What the hell is IOMMU?

I learned some awesome stuff from a colleague this week! Eager to share.

Back story: an I/O intensive workload was performing below expectations. And an initial analysis was showing that, even under heavy load, the CPUs were almost 25% idle, or in I/O wait.

After some investigation, it turned out that a function “alloc_and_insert_iova_range” was being called many more times under load after the program had been running for a while. Why? IOMMU.

IOMMU is the Input/Output Memory Management Unit. It is a memory management unit connecting a Direct Memory Access (DMA) capable I/O bus to the main memory. Regular MMU connects virtual memory addresses in process memory address space to physical memory locations in RAM. IOMMU does something similar for I/O devices (things like disks and graphics addresses for graphics cards).

IOMMU has some advantages:

  1. It can keep the I/O address space contiguous, even when the underlying memory pages that make up that address space are not.
  2. It protects against malicious DMA attacks - where a malicious device like a USB key tried to get access to system memory it does not own.
  3. And it allows VMs to access system I/O devices that they would not normally have access to.

However, it comes with some disadvantages too. The biggest disadvantage is performance degradation over time. The pages of memory that make up the “working set” of the IOMMU are stored in the Translation Lookaside Buffer (TLB), part of the L1 Data Cache, which maps I/O addresses to physical memory addresses. So if that “working set” of pages every outgrows the size of the TLB, you will start to see cache misses, requiring (I think) entire pages to be flushed from memory and new pages loaded. What that looks like is over time you see more & more TLB cache misses, resulting in IOMMU causing significant performance overhead as memory pages are loaded and unloaded more often than they should be.

The “solution” to this problem is to forego the benefits of IOMMU and allow DMA devices to access memory directly - the kernel parameter iommu.passthrough=1 does that on Linux. I’m still unclear why this is more of an issue on Arm64 than it is on x86 - are TLB entries larger or more copious with larger memory pages? Is the cost of a cache miss higher?
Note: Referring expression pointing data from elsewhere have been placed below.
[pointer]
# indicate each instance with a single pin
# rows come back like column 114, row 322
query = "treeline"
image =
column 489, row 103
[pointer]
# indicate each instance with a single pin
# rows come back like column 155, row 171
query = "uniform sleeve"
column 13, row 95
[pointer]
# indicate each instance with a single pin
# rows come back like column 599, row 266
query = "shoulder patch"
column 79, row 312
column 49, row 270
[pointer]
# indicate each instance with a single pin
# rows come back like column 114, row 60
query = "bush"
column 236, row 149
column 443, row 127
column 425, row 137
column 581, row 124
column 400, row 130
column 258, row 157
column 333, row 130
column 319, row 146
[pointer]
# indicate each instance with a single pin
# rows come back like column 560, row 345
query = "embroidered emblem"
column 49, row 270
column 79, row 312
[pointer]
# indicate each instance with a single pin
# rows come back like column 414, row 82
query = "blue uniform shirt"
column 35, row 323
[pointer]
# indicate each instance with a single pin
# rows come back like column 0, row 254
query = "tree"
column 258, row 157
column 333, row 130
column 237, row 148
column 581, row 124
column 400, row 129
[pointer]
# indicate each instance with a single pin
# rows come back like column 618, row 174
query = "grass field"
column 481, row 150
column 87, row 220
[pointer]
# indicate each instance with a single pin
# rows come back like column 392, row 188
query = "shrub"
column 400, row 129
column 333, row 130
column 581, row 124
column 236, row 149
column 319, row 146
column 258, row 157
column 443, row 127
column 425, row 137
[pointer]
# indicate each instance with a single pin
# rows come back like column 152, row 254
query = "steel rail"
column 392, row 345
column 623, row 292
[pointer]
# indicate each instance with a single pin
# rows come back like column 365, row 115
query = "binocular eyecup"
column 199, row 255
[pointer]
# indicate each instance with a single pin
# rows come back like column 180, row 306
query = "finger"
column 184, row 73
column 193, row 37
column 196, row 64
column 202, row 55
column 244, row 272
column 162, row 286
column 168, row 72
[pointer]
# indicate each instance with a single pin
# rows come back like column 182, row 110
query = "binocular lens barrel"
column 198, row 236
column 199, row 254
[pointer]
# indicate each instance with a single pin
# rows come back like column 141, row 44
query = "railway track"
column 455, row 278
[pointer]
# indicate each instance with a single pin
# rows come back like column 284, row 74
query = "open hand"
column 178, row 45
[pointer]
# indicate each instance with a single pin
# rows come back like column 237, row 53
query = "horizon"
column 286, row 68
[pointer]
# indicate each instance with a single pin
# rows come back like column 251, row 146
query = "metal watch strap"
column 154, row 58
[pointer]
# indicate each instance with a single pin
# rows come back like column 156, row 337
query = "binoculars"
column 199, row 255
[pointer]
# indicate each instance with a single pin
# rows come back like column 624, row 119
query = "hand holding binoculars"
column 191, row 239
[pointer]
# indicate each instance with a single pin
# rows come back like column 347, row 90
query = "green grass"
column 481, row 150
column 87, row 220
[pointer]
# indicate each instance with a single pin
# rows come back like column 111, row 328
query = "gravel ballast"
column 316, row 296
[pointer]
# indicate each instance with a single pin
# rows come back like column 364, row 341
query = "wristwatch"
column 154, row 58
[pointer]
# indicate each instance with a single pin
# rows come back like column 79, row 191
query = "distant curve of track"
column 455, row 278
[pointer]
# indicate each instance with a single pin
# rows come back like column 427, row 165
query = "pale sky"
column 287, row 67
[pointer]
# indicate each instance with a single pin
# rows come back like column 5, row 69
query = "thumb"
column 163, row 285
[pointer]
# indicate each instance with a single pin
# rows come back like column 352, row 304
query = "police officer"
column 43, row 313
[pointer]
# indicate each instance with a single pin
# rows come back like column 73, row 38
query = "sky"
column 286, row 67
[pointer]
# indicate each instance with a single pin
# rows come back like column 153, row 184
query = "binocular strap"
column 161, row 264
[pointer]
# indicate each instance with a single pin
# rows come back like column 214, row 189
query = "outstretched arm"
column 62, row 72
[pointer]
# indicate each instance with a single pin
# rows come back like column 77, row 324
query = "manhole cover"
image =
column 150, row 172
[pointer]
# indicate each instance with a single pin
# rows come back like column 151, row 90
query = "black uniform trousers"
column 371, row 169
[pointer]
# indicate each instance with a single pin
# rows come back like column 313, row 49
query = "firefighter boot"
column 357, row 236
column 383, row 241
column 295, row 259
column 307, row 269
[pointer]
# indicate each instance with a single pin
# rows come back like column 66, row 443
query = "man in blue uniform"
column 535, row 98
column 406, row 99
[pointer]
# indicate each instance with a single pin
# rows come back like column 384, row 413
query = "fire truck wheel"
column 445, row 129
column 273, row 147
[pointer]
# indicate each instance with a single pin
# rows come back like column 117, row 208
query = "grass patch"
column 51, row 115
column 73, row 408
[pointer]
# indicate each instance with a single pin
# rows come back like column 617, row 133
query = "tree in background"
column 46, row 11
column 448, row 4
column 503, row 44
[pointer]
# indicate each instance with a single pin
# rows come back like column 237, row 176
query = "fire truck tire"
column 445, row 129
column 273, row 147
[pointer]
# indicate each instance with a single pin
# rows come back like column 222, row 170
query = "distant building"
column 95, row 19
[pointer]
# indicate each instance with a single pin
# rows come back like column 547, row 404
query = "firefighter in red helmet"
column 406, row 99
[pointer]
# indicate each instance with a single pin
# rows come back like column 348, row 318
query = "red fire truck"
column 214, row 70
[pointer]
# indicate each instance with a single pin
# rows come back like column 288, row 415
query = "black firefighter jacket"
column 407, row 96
I would have thought the opposite true - that larger pages would mean fewer cache misses, and less TLB pressure. Or is if that if you are using larger pages, the cost of a cache miss is higher, aggravating the cost side when the TLB fills up?

Any insight welcome, I am a newbie at all this low level memory management stuff!


This article provides some information that might be helpful:
Deep Diving Neoverse N1 – Chips and Cheese.

For example:

Zen 2 has a larger L1 data TLB, with 64 entries compared to Neoverse N1’s 48. The L2 TLB on N1 is also smaller, with 1280 entries compared to Zen 2’s 2048. But N1’s has lower latency (5 cycles) than Zen 2’s (7 cycles).


It has also been pointed out to me that my characterization of pages getting flushed from cache when there is a TLB cache miss is not accurate. The TLB only contains the mapping of in-memory pages to physical pages. When the TLB fails, the cost for the cache is traversing a tree of addresses to identify which physical address maps to a virtual memory address.